The Water Quality Association (WQA) is encouraging public comments to the proposed Lead and Copper Rule revisions by Feb. 12, 2020.
The WQA, in support of the Lead and Copper Rule revisions proposed by the U.S. EPA, is encouraging its members to review them and submit public comments by Feb. 12, 2020.
The revisions to the Lead and Copper Rule were designed to improve how communities treat and test for lead in drinking water, as well as how quickly actions are taken when lead is detected, reported the WQA news release.
The proposal pushes for replacing lead water service lines and requires communities to; inventory lead lines; provide corrosion control treatment; follow new improved sampling procedures; monitor schools and child-care centers; and increase communications with residents when their water tests at higher than the action level of 15 parts per billion (ppb) of lead, reported the news release.
The plan sets a new lead trigger level of 10 ppb, requiring water systems to take actions to mitigate lead levels once that point is reached.

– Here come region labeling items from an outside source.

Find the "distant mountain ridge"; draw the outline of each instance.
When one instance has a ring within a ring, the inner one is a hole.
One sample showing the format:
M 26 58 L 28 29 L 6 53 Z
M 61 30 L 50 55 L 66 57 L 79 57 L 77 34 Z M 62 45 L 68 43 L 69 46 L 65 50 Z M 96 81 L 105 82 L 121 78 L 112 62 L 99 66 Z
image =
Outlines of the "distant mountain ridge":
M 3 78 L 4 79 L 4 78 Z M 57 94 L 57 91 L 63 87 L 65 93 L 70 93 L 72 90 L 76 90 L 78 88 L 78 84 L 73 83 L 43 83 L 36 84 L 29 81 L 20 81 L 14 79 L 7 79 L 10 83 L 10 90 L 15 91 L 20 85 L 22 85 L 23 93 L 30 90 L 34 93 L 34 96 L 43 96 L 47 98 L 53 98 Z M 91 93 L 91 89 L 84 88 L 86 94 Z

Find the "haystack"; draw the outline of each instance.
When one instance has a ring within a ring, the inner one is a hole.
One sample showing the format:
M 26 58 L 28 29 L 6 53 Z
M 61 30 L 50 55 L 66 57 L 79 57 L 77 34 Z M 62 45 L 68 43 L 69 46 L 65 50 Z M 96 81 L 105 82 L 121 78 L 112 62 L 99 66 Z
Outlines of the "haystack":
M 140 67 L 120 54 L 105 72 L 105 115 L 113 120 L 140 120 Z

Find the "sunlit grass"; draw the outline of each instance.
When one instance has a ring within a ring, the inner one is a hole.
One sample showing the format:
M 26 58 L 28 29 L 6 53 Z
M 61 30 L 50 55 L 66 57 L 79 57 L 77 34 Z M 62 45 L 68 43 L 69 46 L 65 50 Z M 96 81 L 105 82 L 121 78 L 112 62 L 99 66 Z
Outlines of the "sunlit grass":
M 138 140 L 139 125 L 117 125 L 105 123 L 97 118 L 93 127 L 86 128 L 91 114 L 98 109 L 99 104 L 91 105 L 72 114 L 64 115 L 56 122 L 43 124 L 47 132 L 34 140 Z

The revised rule also would allow community water systems serving less than 10,000 people and all non-transient non-community water systems to use point-of-use devices certified to remove lead instead of using corrosion control treatment, according to the news release.
Systems will also provide a certified pitcher to remove lead for up to three months and then conduct a follow-up test.
“The WQA supports the continued efforts to provide communication and useful information to water system customers,” said the WQA in its letter of support of the revisions. “As proposed, providing an annual letter to customers with lead service lines or unknown materials will further promote line replacement. It will also notify customers of their service line and potential options along with replacement, such as certified point-of-use devices to remove lead.”